As we expected, Dodge’s five-speed automatic has adapted to the pumped-up engine as if nothing had changed. Shifts were fast and positive, and kickdown response summoned big gobs of torque in lower gears with the same seamless action you’d anticipate from the stock vehicle. As long as the new power doesn’t outstrip the transmission’s torque limit, that’s how it should be.
What’s particularly appealing about Hennessey’s SRT500 conversion is that it’s simply an amplification of what was great about the 6.1 Hemi in the first place. Nothing feels and sounds quite like a brawny, naturally aspirated V-8 breathing through nice wide pipes. And we can’t think of a better covert hot rod than a Magnum, with its chopped greenhouse and pugnacious front end.
Then there’s that sound. Hear it once, and you’ll reach for your checkbook.
Vehicle type: front-engine, rear-wheel-drive, 5-passenger, 5-door wagon
Price as tested: $60,290 (base price*: $60,290)

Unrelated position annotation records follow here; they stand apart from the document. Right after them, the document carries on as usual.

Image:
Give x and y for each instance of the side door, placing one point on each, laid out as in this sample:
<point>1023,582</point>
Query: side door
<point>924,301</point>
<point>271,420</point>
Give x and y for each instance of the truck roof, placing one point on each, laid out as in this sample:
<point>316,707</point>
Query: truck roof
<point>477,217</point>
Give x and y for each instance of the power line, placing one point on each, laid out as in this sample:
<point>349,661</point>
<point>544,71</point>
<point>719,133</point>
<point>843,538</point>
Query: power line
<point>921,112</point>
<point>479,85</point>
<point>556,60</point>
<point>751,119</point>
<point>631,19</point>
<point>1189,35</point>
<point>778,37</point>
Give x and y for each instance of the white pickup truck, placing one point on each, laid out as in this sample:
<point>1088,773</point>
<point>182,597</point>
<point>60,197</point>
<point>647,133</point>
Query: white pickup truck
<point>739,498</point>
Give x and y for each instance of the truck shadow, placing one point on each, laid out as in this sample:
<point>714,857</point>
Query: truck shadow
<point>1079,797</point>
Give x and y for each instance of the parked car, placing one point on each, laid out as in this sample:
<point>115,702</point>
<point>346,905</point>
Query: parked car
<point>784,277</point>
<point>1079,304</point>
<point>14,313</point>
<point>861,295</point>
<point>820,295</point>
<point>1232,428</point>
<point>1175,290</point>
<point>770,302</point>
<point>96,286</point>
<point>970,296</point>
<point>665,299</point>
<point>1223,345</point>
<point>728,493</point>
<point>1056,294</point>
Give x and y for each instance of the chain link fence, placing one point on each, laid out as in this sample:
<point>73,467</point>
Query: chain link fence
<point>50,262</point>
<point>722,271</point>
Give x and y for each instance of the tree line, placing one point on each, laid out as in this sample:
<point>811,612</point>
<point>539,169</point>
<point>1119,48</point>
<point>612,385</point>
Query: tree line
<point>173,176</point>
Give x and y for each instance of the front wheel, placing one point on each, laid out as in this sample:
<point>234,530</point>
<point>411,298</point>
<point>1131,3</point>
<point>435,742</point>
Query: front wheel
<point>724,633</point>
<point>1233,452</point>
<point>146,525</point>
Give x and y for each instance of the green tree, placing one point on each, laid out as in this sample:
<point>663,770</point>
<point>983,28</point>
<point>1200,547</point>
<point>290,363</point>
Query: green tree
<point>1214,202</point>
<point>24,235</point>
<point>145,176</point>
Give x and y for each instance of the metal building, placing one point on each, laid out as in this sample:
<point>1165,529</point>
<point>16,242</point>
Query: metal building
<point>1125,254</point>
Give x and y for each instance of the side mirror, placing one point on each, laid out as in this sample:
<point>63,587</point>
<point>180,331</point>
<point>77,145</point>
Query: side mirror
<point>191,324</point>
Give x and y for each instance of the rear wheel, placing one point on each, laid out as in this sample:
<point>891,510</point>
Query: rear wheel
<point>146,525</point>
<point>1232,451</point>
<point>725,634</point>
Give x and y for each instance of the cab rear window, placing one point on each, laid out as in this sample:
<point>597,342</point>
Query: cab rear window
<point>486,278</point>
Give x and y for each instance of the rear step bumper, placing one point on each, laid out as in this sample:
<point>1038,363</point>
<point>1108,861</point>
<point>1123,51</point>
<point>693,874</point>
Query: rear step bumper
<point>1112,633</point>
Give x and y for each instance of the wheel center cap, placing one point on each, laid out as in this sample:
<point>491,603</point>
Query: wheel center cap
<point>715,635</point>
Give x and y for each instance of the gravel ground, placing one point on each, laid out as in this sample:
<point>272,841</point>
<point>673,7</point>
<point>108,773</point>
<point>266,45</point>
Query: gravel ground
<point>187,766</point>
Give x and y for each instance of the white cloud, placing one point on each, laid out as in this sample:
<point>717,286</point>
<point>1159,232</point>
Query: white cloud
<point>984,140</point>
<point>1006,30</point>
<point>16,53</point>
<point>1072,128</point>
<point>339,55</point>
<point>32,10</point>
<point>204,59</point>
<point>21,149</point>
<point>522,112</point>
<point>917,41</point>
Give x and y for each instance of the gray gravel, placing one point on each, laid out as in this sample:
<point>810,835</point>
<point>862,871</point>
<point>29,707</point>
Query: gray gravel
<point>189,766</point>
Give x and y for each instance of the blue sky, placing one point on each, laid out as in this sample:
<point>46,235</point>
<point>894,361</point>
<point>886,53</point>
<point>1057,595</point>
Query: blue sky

Engine type: pushrod 16-valve V-8, iron block and aluminum heads, port fuel injection
Displacement: 370 cu in, 6059cc
Power (mfr’s claim): 520 bhp @ 6000 rpm
Torque (mfr’s claim): 520 lb-ft @ 4800 rpm
Transmission: 5-speed automatic with manumatic shifting
Wheelbase: 120.0 in
Length/width/height: 197.7/74.1/56.8 in
Curb weight: 4405 lb
Zero to 60 mph: 4.6 sec
Zero to 100 mph: 10.3 sec
Zero to 130 mph: 17.4 sec
Street start, 5–60 mph: 4.9 sec
Standing ¼-mile: 12.9 sec @ 114 mph
Top speed (governor limited): 155 mph
Braking, 70–0 mph: 174 ft
Roadholding, 300-ft-dia skidpad: 0.85 g
EPA fuel economy, city driving: 14 mpg
*Base price includes all performance-enhancing options.